Skin hyperpigmentation is caused when the melanin levels in the skin increase, creating brown spots or patches and areas of discoloration, often on the face and areas frequently exposed to the sun. The best-known causes are:
Sun damage.One of the most common forms of hyperpigmentation is damage caused by UVA/UVB rays, which can result in a tan, freckles, and sun spots. Wearing sunscreen everyday (yes, even when it's cloudy and during winter) will stop harmful rays form reaching your skin.
"Make sure your sunscreen offers broad-spectrum cover against UVA and UVB," explained Rachel McAdam, scientific communications and education manager for skincare brand La Roche-Posay. "By consistently protecting skin against the sun, brown marks may begin to fade."
Melasma.This is more specific than sun damage, and is caused by hormonal changes, including those from pregnancy, the oral contraceptive pill, and hormone replacement therapy (HRT) after menopause.
"Melasma or chloasma is partly due to a person's skin type, with a big component due to UVA and hormones, made worse with many oral contraceptives and pregnancy," said dermatologist Dr. John Sullivan. "Where melasma mainly affects the face [cheeks, nose, forehead and upper lip], the HRT-related one can be more the forearms or chest."
Acne.Unfortunately, if you have suffered from acne, you might also suffer from post-inflammatory hyperpigmentation. Occurring in areas where you've had breakouts, this skin discoloration is a side effect of the skin's healing process.
What are some hyperpigmentation treatments?
Look for products containing vitamin C in levels above 25 percent and vitamin A in the form of retinol (in varying percentages). Ideally, you would use a vitamin C serum during the day (followed by sunscreen) and a retinol product at night. However, if you are pregnant, you are advised not to use any form of vitamin A and to check with your doctor first.
Chemical exfoliation using alpha hydroxy acids (such as lactic acid and glycolic acid) are also good to use to gently remove the top dead layers of skin and increase cell turnover.
In-salon options performed by a trained professional can also help treat hyperpigmentation.

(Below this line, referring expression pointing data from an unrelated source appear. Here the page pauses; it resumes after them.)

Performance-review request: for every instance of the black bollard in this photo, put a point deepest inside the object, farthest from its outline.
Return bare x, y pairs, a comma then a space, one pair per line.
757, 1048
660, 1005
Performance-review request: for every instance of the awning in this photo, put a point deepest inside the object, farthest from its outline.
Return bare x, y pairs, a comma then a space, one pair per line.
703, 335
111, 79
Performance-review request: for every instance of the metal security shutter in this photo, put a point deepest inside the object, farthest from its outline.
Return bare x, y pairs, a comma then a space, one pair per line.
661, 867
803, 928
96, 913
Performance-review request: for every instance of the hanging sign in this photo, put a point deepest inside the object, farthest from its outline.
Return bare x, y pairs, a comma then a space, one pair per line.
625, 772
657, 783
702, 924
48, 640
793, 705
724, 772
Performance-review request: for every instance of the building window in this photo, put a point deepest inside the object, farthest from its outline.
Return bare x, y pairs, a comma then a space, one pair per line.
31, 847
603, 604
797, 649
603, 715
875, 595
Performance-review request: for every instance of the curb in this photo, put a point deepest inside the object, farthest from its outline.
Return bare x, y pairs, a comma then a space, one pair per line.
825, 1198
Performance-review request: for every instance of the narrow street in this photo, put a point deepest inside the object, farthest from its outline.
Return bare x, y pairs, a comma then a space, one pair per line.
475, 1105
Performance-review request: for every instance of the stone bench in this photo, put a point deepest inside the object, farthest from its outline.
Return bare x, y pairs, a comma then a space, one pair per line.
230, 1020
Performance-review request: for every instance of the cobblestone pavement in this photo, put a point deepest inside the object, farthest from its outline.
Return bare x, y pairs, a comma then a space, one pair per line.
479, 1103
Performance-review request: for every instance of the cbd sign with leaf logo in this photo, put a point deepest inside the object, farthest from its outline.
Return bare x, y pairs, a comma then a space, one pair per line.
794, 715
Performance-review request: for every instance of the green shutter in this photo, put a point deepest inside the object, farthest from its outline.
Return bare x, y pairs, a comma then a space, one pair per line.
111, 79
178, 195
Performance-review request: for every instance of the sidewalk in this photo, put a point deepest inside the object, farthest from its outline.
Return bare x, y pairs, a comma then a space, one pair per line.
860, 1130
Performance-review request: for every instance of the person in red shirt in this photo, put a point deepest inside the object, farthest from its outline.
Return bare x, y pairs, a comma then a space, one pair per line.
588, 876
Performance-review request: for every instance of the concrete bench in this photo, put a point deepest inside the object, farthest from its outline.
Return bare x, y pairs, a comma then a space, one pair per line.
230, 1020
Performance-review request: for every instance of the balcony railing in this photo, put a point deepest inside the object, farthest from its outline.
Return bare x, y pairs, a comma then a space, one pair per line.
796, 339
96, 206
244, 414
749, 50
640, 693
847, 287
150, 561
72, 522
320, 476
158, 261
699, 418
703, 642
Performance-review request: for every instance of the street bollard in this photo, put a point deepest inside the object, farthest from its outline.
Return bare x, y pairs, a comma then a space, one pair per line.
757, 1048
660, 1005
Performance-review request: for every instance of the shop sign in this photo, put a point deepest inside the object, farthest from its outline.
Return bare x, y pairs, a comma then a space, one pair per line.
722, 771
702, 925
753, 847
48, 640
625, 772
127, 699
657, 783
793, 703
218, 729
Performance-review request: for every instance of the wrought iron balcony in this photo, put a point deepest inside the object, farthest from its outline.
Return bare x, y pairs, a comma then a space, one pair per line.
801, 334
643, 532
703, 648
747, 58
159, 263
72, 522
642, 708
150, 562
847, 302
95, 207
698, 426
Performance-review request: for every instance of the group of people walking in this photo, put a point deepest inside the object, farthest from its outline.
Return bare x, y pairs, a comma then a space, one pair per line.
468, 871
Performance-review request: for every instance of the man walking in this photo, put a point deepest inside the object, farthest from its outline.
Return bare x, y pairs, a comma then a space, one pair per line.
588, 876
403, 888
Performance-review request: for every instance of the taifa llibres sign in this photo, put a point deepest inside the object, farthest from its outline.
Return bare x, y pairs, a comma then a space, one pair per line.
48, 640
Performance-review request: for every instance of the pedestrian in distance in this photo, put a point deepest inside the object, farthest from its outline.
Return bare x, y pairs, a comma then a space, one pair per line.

"The best candidate for any sort of pigmentation treatment is someone with fair skin, as there's less chance of post-inflammatory hyperpigmentation (PIH)," said Natalie Abouchar, registered nurse and founder of the Privée Clinic in Sydney, Australia. "Darker skin types can still be treated, however the treatment they choose will need to be adjusted to suit their skin type."
Intense Pulsed Light (IPL).IPL uses broad-spectrum light to break down melanin pockets within the skin into smaller pieces, which are then removed by the body's natural lymphatic draining.
Chemical peels.Cosmelan is a specific type of chemical peel that targets all types of brown patches and skin discolorations, including melasma, explained Natalie. It works by decreasing the skin's melanin production by inhibiting the enzyme tyrosinase (responsible for creating melanin) within the body. A mask is applied to the skin, which is left on for a period of time, and then washed off. Afterwards, clients will notice significant skin peeling, redness, sensitivity, and mild swelling, which can last up to five days after treatment.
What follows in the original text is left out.